World music percussionist, Luther Gray, leads the group. He has performed all over the world with Bamboula 2000 and The Guardians of the Flame Mardi Gras Indians.
Bamboula 2000 spans three hundred years of Congo Square history and culture yet continues to innovate in the 21st century.
About ART 21: Boundaries
Who and what limits our freedom of expression? In what ways do cultural differences affect our understanding of art and other forms of communication? How do an artist’s process and choice of medium affect our perception of his or her work? This episode features artists who synthesize disparate aesthetic traditions, present taboo subject matter, discover innovative uses of media, and explore the shape-shifting potential of the human figure.
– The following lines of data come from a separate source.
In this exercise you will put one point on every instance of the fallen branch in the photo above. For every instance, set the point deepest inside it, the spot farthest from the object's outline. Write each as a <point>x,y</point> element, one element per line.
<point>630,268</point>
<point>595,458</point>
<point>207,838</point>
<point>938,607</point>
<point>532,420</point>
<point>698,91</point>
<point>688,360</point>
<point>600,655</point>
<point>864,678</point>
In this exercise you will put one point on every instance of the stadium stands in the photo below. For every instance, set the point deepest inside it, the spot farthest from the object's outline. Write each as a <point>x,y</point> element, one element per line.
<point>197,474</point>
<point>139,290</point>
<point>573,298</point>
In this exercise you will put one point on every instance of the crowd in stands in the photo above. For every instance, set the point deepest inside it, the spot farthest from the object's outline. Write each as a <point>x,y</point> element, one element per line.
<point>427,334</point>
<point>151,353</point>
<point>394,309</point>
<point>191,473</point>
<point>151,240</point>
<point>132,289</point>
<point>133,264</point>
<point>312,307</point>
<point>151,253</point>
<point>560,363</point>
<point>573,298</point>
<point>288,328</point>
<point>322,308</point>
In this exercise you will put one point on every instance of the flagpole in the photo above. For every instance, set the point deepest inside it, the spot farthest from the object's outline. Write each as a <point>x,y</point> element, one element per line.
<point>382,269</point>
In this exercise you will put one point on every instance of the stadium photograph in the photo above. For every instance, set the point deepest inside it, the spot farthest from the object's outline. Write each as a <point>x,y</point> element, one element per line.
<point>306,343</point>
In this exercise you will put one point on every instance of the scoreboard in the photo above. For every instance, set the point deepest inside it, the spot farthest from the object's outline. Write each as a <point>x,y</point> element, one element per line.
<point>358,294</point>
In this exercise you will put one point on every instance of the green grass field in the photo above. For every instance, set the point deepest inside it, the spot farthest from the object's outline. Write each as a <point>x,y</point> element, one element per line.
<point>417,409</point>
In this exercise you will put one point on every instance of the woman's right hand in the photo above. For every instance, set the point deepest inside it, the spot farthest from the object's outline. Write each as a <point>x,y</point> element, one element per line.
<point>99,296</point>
David Altmejd’s sculptures, suffused with ornament, blur distinctions between interior and exterior, surface and structure, representation and abstraction. The collective assume vivid astro focus fuses sculpture, video, drawing, and performance into carnivalesque installations in which gender, politics, and cultural codes float freely. Sculptor Lynda Benglis‘s radical and pioneering invention of new forms with unorthodox techniques contains within it a reverence for cultural references that trace back to antiquity. Tabaimo‘s drawings and video installations probe unsettling themes of isolation, contagion, and instability that seem to lurk beneath daily existence in contemporary Japan.
About John R. Kemp
In the Museum Shop, author John R. Kemp will sign his new book “Expressions of Place: The Contemporary Louisiana Landscape.” Kemp embarks on a journey across the rural and urban landscapes of Louisiana via the talents of thirty-seven artists. Kemp writes about Southern artists for numerous regional, national, and international magazines and covers the New Orleans art scene for the New Orleans public television show Steppin’ Out. The New Orleans native and former deputy director of the Louisiana Endowment for the Humanities has written and contributed to more than a dozen books about Louisiana artists and history.